The number of comments in each category, the distribution of words, and statistical comparison of the word length are provided in Table 1. Significant analysis of variance (ANOVA; with post hoc Tukey test) results indicate that the number of words in texts that were granted the label of “innovator” was significantly greater than all other categories, whereas comments which received a label or “respected” or no label at all were significantly shorter.
The qualitative researchers followed Holsti’s approach . Using rigorous data coding and verification procedures, which included double coding and independent verification within a qualitative framework , the resultant data were coded in such a way as to support quantitative data analysis.
Comments were generally, though not always, positive.

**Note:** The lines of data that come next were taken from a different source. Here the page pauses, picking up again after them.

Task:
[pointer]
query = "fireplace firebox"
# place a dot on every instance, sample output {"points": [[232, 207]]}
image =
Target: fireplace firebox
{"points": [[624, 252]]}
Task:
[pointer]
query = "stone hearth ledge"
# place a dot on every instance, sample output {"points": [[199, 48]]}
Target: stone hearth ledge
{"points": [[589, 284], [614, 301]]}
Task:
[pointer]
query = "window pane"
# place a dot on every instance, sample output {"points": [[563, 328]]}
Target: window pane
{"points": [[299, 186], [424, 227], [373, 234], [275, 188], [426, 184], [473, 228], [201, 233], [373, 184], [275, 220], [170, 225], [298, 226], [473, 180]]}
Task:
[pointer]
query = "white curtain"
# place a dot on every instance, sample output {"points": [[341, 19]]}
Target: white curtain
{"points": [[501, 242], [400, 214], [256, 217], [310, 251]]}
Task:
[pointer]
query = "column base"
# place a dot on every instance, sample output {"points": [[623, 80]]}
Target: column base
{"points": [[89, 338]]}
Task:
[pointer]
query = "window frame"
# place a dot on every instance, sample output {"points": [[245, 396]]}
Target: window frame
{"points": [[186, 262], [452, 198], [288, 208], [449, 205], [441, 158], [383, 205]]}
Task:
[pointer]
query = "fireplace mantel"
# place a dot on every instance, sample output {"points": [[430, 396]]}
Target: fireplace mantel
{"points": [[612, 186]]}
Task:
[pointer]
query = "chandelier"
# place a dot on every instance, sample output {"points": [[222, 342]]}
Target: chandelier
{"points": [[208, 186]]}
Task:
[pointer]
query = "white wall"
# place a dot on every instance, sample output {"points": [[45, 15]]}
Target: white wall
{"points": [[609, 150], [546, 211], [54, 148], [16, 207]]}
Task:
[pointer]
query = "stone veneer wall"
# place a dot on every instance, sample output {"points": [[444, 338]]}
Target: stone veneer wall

In our sample, 91.5% (1497/1636) of all comments were positive, 5.93% (97/1636) of the comments were mixed, containing both a positive and a negative statement about the doctor, and the remaining 2.57% (42/1636) of comments were either neutral or negative (see Table 2). Prior publications relating to this dataset give further information on the process of ascertaining the polarity of comments .
The process of training, validating, and deploying the algorithms is illustrated in Figure 1.
The first step within each stage is the identification of features within the comments. The features used in this study were identified and stored using a term-document matrix that describes the frequency of terms that appear in each of the comments. The term-document matrix uses a bag-of-words structure that counts the number of terms in each comment and does not consider the order in which the words appear. Term-document matrices are a simple way to represent text data that are computationally straightforward. The matrix comprised unweighted words and was cleaned by stemming, removing numbers, and removing sparse terms (where a certain word was only used in fewer than 0.02% of cases) . Sparse-term removal reduced the number of terms from 1737 to 616. The final term-document matrix contained a lexicon of 616 unique words (columns) for 1636 comments (rows). The matrix density was 5.8%.
The term frequencies for each comment were therefore used as features that the algorithms used to classify the text. An example of a term-document matrix is provided in Table 3. For each of the 5 categories, texts with a human classification in that category were labeled with a 1 and those without were labeled with a 0.
Once the features have been extracted, they are used to “train” the algorithms to describe the relationship between the features and the classification.
In the validation stage the classifications given by the ensemble to new data are compared with the classifications made by the human qualitative analysts. If the results of the validation stage are acceptable, the algorithms can be exported and used to classify new data independently of the dataset that was used to train and validate the models.
The steps of these stages are given in greater detail in Figure 1.
“RTextTools” brings together other packages that contain different machine learning algorithms and provides a system by which the performance of each algorithm can be assessed both individually and as a collected ensemble of different methods that are combined to maximize performance in the training dataset. We included all of the available algorithms within RTextTools apart from the neural network, which did not converge in pilot assessments. The algorithms were support vector machine (SVM) using the radial basis function kernel with the penalty parameter of error term set to 1 and a gamma parameter set to 1/number of features , scaled linear discriminant analysis (SLDA) with eigenvalue threshold set to ≥1, bootstrapped boosting (bagging) with 25 bootstrap replications , boosting , random classification and regression forests with 500 trees , classification and regression tree , maximum entropy without regularization , and generalized linear models with L1 (lasso) penalized regularization (GLM/LASSO) .
A review and summary of supervised machine learning algorithms can be found elsewhere .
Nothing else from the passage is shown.